Ece Temelkuran (42) werkte twintig jaar lang als journaliste en politiek commentator voor Turkse en internationale bladen. Ondertussen schreef ze ook 14 boeken. Romans over Beiroet, de Arabische Lente en het Turkije van de generaals. Maar ook essayistisch werk, over heikele kwesties als de Armeense genocide, het Koerdische vraagstuk en de autoritaire politiek van president Erdogan. ‘En toch zie ik mezelf vooral als een dichter’.
Het valt u niet kwalijk te nemen dat u Temelkuran nog niet kent, ‘Het Geluid van Bananen’ (2014) is haar enige roman die in het Nederlands werd vertaald. Nochtans past ze in het rijtje van Elif Shafak, Orhan Pamuk en Yasar Kemal. Moedige stemmen die de Turkse samenleving een spiegel voorhouden en die hun pen periodiek in vitriool dopen, om zich dan schrap te zetten voor de overheidsreactie.
‘Simpel is het niet’, zegt de schrijfster, terwijl ze rondkijkt in de Brusselse schrijversflat die Passa Porta haar verschaft in het kader van Europalia Turkije. ‘Laat ik er eerlijk over zijn. Bij de gedachte aan politieke uitspraken in interviews voel ik een zeurderige pijn. Dat is wat angst met je doet. Er moet immers altijd een prijs worden betaald’.
Temelkuran raakte in 2012 haar baan als bekroonde columniste bij het blad Habertürk kwijt, omdat ze schreef wat president Recep Tayyip Erdoğan niet wil lezen. Ze reageerde op het bloedbad in Uludere, waarbij 35 Koerdische burgers omkwamen, en op de detentie van journalisten die alleen de waarheid hadden blootgelegd. ‘Ik wist wat ik riskeerde, de baas had me veelvuldig gewaarschuwd. Toch heb ik die stukken geschreven, niet in Istanbul, maar in Tunesië. Ik ben vertrokken uit voorzorg, om niet achter de tralies te belanden, zoals die 76 collega’s van me’.

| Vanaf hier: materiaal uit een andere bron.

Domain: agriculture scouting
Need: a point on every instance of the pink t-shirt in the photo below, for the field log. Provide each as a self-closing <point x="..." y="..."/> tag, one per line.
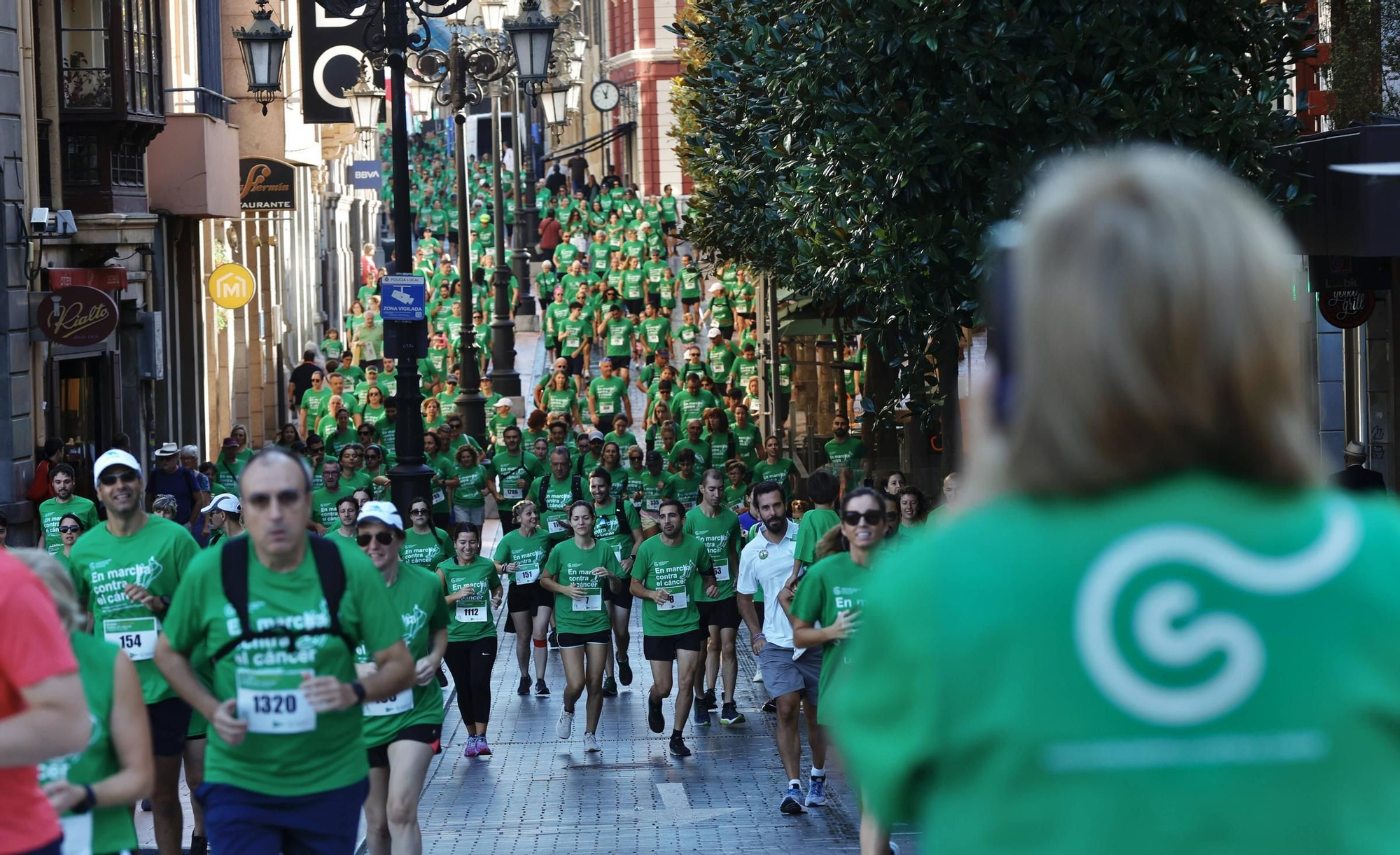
<point x="33" y="648"/>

De veiligheid van Tunis was evenwel relatief. ‘Tegen de lastercampagne die de overheid toen ontketende, kon ik me niet beschermen. Al die verdachtmakingen en leugens, daar wordt een mens ziek van’.
Ze zag dat ook bij haar ouders, twee linkse intellectuelen die hun liefde te danken hebben aan repressie. Temelkurans moeder werd bij de staatsgreep van 1971 gearresteerd, omdat ze als negentienjarige de laatste brieven verspreidde van drie geëxecuteerde politieke activisten. Haar vader, een beginnend advocaat, beloofde dat hij voor haar vrijlating zou vechten en smokkelde liefdesgedichten de gevangenis in, verstopt in pakjes sigaretten.
Na drie maanden gingen de celdeuren open en twee jaar later werd Ece Temelkuran geboren. ‘Ik ben opgegroeid met verhalen van gevangenschap, martelingen en terechtstellingen. Mijn moeder vertelde erover toen ik nog een klein meisje was. Waarom ze dat deed? Mijn vader was vaak afwezig, ik was haar enige klankbord. Beschouw het als haar manier om aan politiek te doen,
‘Maar er is ook een andere, diepere reden. Zie je, mensen hebben bovenal behoefte aan verbondenheid, ze moeten een ‘ons’ creeëren, tegenover het monumentale, verpletterende ‘zij’. Gruwelverhalen en trauma’s zijn het ideale bindmiddel, ze zorgen voor gedeelde, permanente wonden. Voor identiteit dus.
‘Tegelijk ben ik het kind van een verslagen generatie. Twee coups -die van 1971 en vooral die van 1980- hebben mijn ouders, en heel veel mensen met hen, er voorgoed onder gekregen. Couppleger generaal Evren vermoordde de hoop, mijn jeugd was vervuld van frustratie, sigarettenrook en depressie.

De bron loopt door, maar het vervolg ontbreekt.